NBA Commissioner Adam Silver said Thursday that the safety and security of players will always be paramount for the league after New York Knicks center Enes Kanter did not travel to London for his team’s game against the Washington Wizards, The Associated Press reported.
Kanter said he feared he could be attacked or killed over his opposition to Turkish President Recep Tayyip Erdoğan if he were to travel to London.
Silver said NBA officials never suggested that Kanter skip the game but understand why he chose not to travel.
“There are significant issues that he is dealing with, and I recognize that for the NBA, by virtue of the fact that we’re a global business, we have to pay a lot of attention to those issues as well,” Silver said. “I will say there’s nothing more important to me, as the commissioner of the league, than the safety and security of our players, and so we take very seriously the threats he has received, [even if] it’s just people on social media.
“Again, I support Enes, a player in this league, and I support the platform that our players have to speak out on issues that are important to them.”
A Turkish court on Tuesday requested that Interpol issue a Red Notice for Kanter on allegations of membership in a terrorist organization due to his close connections to Islamic preacher Fethullah Gülen.
Turkey accuses the network led by Gülen of orchestrating a 2016 coup attempt, although Gülen strongly denies any involvement.
Kanter said Wednesday on Twitter that the Turkish government could not present “any single piece of evidence of my wrongdoing” and that he doesn’t “even have a parking ticket in the US.”
Kanter, who has frequently criticized Erdoğan, has had his Turkish passport revoked. He noted in an op-ed he wrote for The Washington Post earlier this week that he does not yet have US citizenship or a US passport — either of which would offer him greater legal protection.
He learned of the cancellation of his Turkish passport on May 20, 2017, when he was detained in Bucharest upon returning from a trip to Indonesia to run a basketball camp for his charitable foundation. He was later granted safe passage to London before returning to the United States.

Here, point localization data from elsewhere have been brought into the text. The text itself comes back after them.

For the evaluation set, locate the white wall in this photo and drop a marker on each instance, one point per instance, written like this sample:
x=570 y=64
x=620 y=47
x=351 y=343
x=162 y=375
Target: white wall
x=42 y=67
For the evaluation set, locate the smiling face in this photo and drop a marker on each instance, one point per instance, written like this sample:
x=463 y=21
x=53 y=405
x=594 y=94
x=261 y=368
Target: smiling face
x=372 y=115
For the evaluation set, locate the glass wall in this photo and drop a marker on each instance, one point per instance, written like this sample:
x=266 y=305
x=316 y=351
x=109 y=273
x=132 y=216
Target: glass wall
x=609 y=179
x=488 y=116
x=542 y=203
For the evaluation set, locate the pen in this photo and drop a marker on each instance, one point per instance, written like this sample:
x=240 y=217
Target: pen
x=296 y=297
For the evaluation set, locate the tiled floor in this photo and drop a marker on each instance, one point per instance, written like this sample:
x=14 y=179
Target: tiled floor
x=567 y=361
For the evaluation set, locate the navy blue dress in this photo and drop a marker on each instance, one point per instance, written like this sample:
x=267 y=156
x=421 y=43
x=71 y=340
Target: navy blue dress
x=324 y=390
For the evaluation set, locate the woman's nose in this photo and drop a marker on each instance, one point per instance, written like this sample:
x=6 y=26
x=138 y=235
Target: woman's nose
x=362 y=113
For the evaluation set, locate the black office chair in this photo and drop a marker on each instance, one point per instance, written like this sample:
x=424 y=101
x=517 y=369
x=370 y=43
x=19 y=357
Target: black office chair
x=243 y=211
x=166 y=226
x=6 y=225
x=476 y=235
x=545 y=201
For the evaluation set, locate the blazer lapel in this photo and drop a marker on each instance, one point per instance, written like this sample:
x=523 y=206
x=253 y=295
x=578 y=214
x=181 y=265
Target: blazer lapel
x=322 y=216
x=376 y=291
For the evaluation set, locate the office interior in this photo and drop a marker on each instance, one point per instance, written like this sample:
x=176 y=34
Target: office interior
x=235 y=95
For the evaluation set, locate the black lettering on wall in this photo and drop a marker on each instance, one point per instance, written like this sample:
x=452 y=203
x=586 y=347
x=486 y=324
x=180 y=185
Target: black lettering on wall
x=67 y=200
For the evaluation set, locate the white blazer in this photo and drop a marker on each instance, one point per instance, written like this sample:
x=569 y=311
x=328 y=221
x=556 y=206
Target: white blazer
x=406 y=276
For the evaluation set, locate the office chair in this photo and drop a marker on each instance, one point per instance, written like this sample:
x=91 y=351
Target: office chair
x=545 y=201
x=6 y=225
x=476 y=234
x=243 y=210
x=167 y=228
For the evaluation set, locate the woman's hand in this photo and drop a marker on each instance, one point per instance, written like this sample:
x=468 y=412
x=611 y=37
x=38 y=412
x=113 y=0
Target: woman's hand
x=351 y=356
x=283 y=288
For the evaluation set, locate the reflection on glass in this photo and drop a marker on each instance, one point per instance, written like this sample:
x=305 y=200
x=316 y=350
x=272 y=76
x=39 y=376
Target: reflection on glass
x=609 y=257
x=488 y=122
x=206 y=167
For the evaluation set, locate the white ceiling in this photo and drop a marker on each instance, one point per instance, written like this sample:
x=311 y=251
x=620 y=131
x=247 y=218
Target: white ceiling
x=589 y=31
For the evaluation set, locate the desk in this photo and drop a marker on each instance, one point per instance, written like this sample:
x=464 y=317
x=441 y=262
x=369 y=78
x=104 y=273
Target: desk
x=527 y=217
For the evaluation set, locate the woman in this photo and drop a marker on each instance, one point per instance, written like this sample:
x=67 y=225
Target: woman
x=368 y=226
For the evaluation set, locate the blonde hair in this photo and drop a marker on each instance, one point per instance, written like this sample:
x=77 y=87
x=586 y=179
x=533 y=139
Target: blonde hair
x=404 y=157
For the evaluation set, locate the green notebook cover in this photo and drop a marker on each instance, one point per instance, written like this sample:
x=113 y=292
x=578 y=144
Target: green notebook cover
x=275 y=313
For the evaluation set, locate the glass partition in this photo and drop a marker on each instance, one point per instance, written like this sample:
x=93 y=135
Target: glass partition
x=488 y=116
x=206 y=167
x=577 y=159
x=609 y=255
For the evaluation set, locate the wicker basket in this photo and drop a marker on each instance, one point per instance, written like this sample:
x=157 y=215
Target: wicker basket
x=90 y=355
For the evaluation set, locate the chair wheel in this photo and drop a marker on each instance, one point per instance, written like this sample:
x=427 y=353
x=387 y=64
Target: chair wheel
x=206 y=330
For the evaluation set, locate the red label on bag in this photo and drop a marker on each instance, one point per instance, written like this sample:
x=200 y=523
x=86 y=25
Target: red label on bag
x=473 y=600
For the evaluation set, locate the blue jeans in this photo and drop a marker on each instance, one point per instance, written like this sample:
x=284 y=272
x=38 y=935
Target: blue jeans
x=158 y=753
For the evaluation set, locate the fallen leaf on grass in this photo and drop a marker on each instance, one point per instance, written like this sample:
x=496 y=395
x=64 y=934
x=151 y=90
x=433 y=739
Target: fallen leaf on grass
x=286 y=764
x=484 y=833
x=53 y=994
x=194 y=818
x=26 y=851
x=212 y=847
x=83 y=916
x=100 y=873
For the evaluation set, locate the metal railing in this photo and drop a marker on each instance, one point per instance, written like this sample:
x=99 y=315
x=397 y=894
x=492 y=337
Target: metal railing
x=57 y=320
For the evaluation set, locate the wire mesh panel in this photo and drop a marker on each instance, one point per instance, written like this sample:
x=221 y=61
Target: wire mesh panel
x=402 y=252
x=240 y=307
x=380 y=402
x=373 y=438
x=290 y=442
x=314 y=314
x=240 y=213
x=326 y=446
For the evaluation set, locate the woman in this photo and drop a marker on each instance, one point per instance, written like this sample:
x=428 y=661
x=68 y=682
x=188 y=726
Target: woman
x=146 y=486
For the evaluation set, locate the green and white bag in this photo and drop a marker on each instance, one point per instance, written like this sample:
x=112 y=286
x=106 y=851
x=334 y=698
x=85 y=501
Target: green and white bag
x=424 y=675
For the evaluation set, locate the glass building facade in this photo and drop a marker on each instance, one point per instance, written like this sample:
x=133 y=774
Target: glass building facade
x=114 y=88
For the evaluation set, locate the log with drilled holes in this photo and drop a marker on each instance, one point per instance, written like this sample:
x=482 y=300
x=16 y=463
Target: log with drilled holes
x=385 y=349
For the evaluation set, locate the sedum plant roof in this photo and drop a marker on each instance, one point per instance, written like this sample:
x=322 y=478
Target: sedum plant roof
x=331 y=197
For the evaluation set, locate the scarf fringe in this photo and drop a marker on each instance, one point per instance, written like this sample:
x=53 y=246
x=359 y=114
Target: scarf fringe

Kanter, who had played in every Knicks game this season until missing the last two due to illness, is averaging 14.4 points and a team-high 11 rebounds.
Several of his teammates were reluctant to address the situation when asked before the Knicks’ practice on Wednesday, though forward Kevin Knox called it “unfortunate.”
“Obviously, we miss him, but that’s a decision that we respect and understand and we’ll be happy to see him when we get back,” coach David Fizdale said.
Meanwhile, Silver, speaking ahead of the ninth regular-season game in London, said the NBA is considering moving the game to Paris next year.
“I’m told I’m not allowed to break news today, but yes, it is possible,” Silver said, smiling. “Paris has traditionally been a very important market for the NBA … and we’re looking forward to coming back to Paris.”